At the same time it, Minister for Children and Young People, Tim Loughton, announced that 55,000 young people in long-term care will receive a £200 JISA.

Whilst financial education is primed for debate in the House of Commons, youth saving is now taking centre stage – personal debt is £1.5tr and a pensions time bomb is ticking, efforts like these offer the chance to boost savings, financial inclusion and literacy.

The JISA hook

Young people’s attitudes towards saving and use of bank facilities are poor. 5.1 million under 25 savers don’t know the interest rates of their accounts and 3.7 million under 25s don’t know their balance.

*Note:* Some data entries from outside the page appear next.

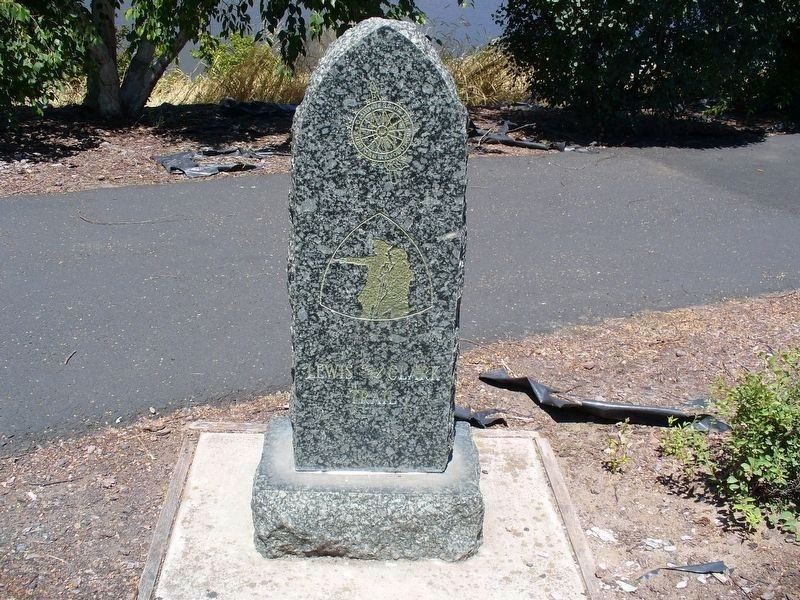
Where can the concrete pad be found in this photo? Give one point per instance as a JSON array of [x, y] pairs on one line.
[[211, 554]]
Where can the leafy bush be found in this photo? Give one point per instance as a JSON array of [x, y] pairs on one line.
[[756, 465], [613, 59], [42, 44]]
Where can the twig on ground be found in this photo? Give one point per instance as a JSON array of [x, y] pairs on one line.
[[145, 222], [48, 483], [146, 451]]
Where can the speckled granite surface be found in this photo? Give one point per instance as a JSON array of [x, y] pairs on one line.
[[382, 516], [376, 254]]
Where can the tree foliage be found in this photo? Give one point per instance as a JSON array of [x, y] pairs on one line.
[[159, 29], [42, 44], [608, 57]]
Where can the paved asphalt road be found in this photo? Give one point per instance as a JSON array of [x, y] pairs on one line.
[[164, 295]]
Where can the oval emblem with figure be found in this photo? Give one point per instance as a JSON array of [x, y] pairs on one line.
[[377, 273]]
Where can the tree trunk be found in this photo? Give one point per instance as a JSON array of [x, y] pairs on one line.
[[102, 89], [144, 72]]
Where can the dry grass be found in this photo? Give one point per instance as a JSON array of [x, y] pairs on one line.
[[487, 76], [253, 72]]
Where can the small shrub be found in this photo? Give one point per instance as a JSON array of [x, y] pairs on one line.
[[617, 448], [756, 465]]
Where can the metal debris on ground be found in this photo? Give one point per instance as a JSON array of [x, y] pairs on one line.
[[186, 162], [699, 569], [500, 136], [548, 399]]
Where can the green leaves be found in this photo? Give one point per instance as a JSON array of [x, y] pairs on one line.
[[755, 466], [609, 60], [42, 45]]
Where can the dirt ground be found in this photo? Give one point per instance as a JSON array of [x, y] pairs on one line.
[[68, 150], [77, 514]]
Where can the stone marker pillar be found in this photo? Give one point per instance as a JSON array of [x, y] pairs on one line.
[[371, 465]]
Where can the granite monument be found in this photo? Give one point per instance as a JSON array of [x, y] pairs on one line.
[[370, 464]]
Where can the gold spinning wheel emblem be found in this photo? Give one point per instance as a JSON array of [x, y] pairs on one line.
[[382, 132]]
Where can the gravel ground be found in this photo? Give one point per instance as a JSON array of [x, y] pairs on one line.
[[78, 513]]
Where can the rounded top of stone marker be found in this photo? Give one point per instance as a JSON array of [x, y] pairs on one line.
[[370, 29]]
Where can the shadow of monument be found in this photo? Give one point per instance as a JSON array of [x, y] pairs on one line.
[[690, 130]]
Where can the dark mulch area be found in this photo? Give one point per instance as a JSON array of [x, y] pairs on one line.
[[78, 514], [69, 149]]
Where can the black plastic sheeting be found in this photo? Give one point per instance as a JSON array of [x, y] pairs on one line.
[[601, 410], [186, 162], [700, 569], [480, 418], [500, 136]]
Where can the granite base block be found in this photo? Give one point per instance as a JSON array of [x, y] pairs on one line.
[[366, 515]]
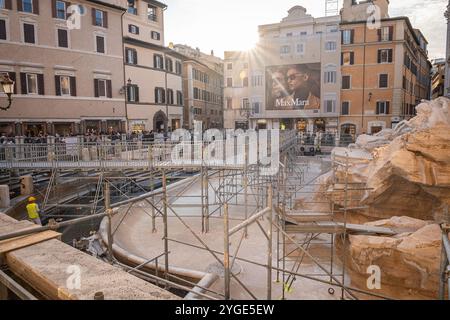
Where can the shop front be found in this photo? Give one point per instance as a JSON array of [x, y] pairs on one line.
[[34, 129], [64, 129], [316, 125]]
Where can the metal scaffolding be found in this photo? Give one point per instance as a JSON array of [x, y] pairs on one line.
[[266, 201]]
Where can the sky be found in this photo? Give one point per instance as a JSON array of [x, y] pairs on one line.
[[233, 24]]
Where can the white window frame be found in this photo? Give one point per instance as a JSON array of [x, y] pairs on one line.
[[387, 56], [133, 29], [57, 38], [128, 52], [332, 28], [28, 84], [100, 34], [385, 33], [156, 33], [105, 94], [22, 32], [330, 76], [65, 9], [333, 105], [155, 14], [103, 18], [257, 80], [23, 6], [6, 19], [384, 108], [332, 47], [159, 96], [285, 49], [349, 108], [159, 65], [347, 36], [349, 58], [132, 96], [346, 75], [61, 86], [379, 78], [301, 45]]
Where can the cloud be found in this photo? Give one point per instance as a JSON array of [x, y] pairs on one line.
[[428, 16]]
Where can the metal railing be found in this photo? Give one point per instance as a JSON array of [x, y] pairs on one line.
[[130, 154]]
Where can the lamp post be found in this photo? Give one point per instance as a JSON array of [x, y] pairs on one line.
[[246, 112], [7, 86]]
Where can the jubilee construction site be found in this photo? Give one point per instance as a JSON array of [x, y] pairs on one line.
[[328, 203], [210, 219]]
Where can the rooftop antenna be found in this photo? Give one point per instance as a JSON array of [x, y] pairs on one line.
[[331, 8]]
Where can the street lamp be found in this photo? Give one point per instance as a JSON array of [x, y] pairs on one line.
[[7, 86], [246, 112]]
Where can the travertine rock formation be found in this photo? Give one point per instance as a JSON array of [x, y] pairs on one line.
[[409, 262], [406, 169], [407, 175]]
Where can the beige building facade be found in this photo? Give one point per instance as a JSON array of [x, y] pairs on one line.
[[203, 95], [298, 59], [153, 72], [385, 70], [202, 87], [68, 68]]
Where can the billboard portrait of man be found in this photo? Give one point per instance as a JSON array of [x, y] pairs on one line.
[[294, 87]]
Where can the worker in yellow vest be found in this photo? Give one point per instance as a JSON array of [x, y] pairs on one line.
[[33, 211]]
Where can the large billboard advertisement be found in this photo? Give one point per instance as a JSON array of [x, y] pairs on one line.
[[293, 87]]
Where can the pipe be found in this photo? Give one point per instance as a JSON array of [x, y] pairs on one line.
[[12, 285], [226, 255], [446, 243], [206, 279], [269, 244], [54, 226]]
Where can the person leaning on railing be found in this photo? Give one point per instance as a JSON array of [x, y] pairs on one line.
[[33, 211]]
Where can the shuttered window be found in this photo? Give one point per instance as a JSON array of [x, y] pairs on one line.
[[100, 41], [170, 96], [346, 82], [156, 35], [99, 18], [348, 36], [385, 56], [345, 108], [383, 81], [347, 58], [133, 29], [28, 33], [130, 56], [383, 107], [386, 33], [63, 41], [158, 61], [2, 30], [133, 93], [160, 95], [32, 83], [179, 98]]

JISAs offer something regular bank accounts don’t, an incentive to saving. Young savers receive the worst return on their deposits, half under 1%, the lowest, 0.05%, whereas most JISAs offer between 3.5% and 2%.

Take ownership

Savings are locked in until 18 years of age, at 16 they can take control and manage it as they see fit. JISAs could be a great chance to have a tangible first experience with a financial product.

Even before 16, a young person could be involved in the decision-making process with their parents on how to make best use of their ISA. Later, perhaps as they start that first job, they can take ownership and start to contribute towards their own financial future in a safe and secure environment. Then, at 18, there is a reward right before university when they may need it most.

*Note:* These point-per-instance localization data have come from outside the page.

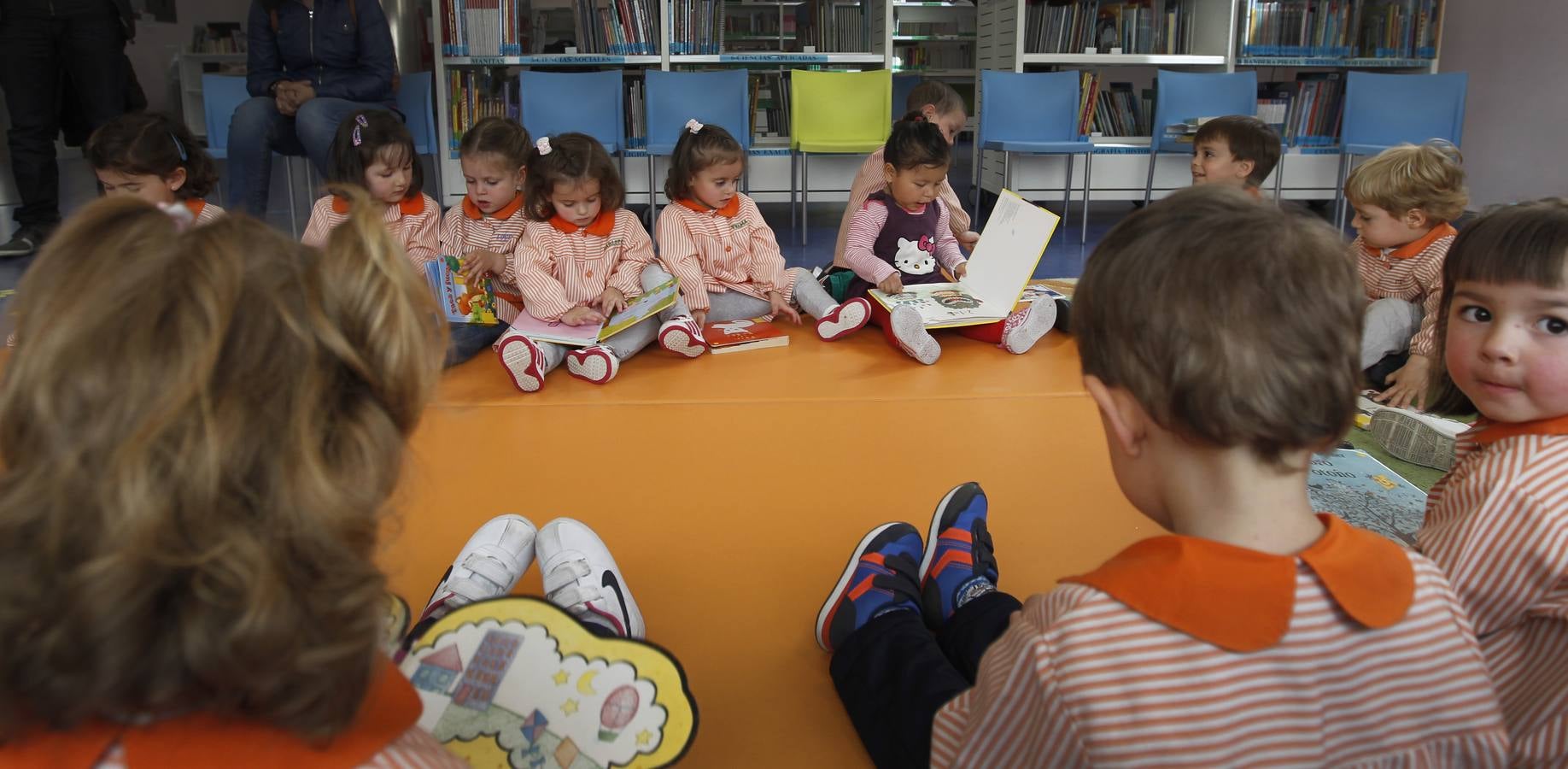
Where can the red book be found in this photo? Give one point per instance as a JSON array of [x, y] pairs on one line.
[[734, 336]]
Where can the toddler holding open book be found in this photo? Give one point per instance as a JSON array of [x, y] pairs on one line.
[[902, 234]]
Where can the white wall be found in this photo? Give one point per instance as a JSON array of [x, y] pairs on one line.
[[1517, 105]]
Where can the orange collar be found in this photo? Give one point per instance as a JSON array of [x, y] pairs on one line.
[[601, 226], [1489, 432], [728, 211], [195, 741], [471, 211], [1243, 600], [1414, 247], [407, 208]]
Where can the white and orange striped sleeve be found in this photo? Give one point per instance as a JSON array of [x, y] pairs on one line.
[[765, 264], [422, 236], [637, 253], [863, 231], [678, 251], [541, 292], [322, 223], [1016, 711]]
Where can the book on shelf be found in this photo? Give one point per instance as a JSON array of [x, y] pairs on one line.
[[485, 27], [637, 309], [459, 302], [1341, 28], [1361, 490], [999, 269], [737, 336], [1134, 27]]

If financial education is relevant, engaging, accessible with a tangible outcome, it works and just as our work demonstrates, using real money experiences brings knowledge to life.

At the moment there isn’t a crowded and confusing amount of providers and the Islamic and ethical offerings allow young people to make an informed choice. We hope to see more innovative and flexible JISAs that put young people and their families at the heart.

Saving with care

Helping young people make that transition to independent living is what MyBnk is all about, the move is especially difficult for those vulnerable people in challenging circumstances like sheltered housing or unemployment.

Again savings are locked in until children become 18 and individuals and organisations who want to invest in a young persons future can also contribute.

Helping young people in care manage their money is step one, this initiative could make step two,  putting money knowledge into action, that bit easier.

The sooner young people are familiar with banking and saving, the better they can develop sound financial habits and navigate the system – stay out of debt, manage student loans etc. We’ll be spreading the knowledge inside and outside the classrooms and sharing the power.